裾を踊る足跡を辿った先には猫のアップリケ。椅子から降りて可愛らしいエプロンを着てみるイロハに「やーん、可愛すぎる……!」とエリシャはスマートフォンで写真をぱしゃり!
「ウフフ。今日のお洋服に合わせると、エプロンドレスみたいですね」
このまま着ちゃおうかなと言いながらイロハが再び席に着いた。
「このエプロンを見つけた時、絶対イロハに似合うんじゃない!? って思ったのよね。想像した通り、めちゃくちゃ可愛いわ!」
きゅんっとするエリシャの様子にイロハは照れ照れである。
「エリシャさん、今度一緒にお菓子作りをしましょう」
「あ、それいいわね。もうすぐバレンタインだし、可愛いチョコレートを作っちゃいましょ♪」
後日、しっかりと果たされた約束。思い描く時間は楽しいもの。
弾んだ声で会話をしているとやってくるのはこの喫茶店のモーニングセット。
表面はパリッと、中はもっちりと焼き上げたクロワッサンはプレーンやチョコレート、シナモンやアップルといったバリエーション豊富な盛り合わせ。
いただきますと朝食を食べながらする会話は、本日のお出かけのことだ。
ここは長崎県。長崎駅近くの喫茶店は今日の二人のスタート地点だ。
長崎の情報誌に印をつけながら、ぺらぺらとめくっていく。
『行ってみたい水族館があるのです』
先日、遊ぶ予定を立てている時にそう言ったイロハ。
二人がやってきたのは、駅からバスで30分ほど。海沿いにある、ペンギンに特化した水族館。
温帯ペンギン、亜南極ペンギンと9種類のペンギンが180匹ほどいるこの水族館はちょっとした癒しの場があるらしい。

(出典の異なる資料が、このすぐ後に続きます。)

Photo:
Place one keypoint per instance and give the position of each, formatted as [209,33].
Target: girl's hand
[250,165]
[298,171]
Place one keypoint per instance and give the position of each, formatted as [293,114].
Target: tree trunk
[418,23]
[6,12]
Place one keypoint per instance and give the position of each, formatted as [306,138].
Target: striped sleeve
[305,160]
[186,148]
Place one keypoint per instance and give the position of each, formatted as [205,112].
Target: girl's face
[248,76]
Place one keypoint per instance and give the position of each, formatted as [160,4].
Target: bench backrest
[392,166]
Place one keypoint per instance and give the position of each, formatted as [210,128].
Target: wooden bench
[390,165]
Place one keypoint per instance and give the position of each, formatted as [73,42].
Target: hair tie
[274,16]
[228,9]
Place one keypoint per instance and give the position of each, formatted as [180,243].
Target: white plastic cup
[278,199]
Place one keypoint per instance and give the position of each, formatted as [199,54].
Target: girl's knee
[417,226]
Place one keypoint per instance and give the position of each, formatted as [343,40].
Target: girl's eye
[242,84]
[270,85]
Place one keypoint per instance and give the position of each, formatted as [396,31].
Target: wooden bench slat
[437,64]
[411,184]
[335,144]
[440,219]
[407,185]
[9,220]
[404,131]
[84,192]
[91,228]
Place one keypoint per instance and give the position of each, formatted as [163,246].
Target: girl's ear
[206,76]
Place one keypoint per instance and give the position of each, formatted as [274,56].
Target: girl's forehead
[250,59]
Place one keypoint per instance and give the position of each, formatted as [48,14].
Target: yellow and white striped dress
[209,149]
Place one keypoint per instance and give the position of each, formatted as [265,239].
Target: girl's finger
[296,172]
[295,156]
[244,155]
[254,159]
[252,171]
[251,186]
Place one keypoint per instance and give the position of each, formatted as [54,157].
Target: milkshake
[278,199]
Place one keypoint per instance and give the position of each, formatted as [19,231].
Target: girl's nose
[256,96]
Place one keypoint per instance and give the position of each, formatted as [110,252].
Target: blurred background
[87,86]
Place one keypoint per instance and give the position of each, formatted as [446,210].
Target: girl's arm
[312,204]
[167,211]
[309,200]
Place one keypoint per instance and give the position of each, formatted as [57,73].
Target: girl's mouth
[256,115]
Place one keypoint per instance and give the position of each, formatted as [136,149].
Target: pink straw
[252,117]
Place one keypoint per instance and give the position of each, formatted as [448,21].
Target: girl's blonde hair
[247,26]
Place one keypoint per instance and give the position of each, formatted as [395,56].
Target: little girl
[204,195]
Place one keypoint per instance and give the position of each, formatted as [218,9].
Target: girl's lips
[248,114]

入り口のゲートを通り抜けたら、幻想的な銀の舞。イワシの回遊水槽。
そして亜南極ペンギンプールでは悠々と泳ぐペンギンの姿を見ることができる。
「とっても気持ちよさそうですねぇ……!」
「本当だわ。のびのびと自由に泳いでいるわね」
ほわぁとプールの中を泳ぐペンギンたちを見る二人。綺麗な青のなか、羽を伸ばすその姿は空を飛んでいるかのようだ。
案内板にはピンと伸ばした両足と尾羽が方向を定める舵の働きをしているのだと書かれている。
「へえ、自由自在に泳げちゃうのねぇ」
「すごいですねぇ」
と会話をするエリシャとイロハ。実は泳ぎが得意ではない。
ペンギンすごい。感心しちゃう。
「――ねえ、このペンギンたち、イロハより大きいんじゃないかしら?」
「え゛」
目視だけど、と言ってエリシャが屈んでパンフレットを開けば、のぞき込んでくるイロハ。そこには各ペンギンたちの特徴が記されていた。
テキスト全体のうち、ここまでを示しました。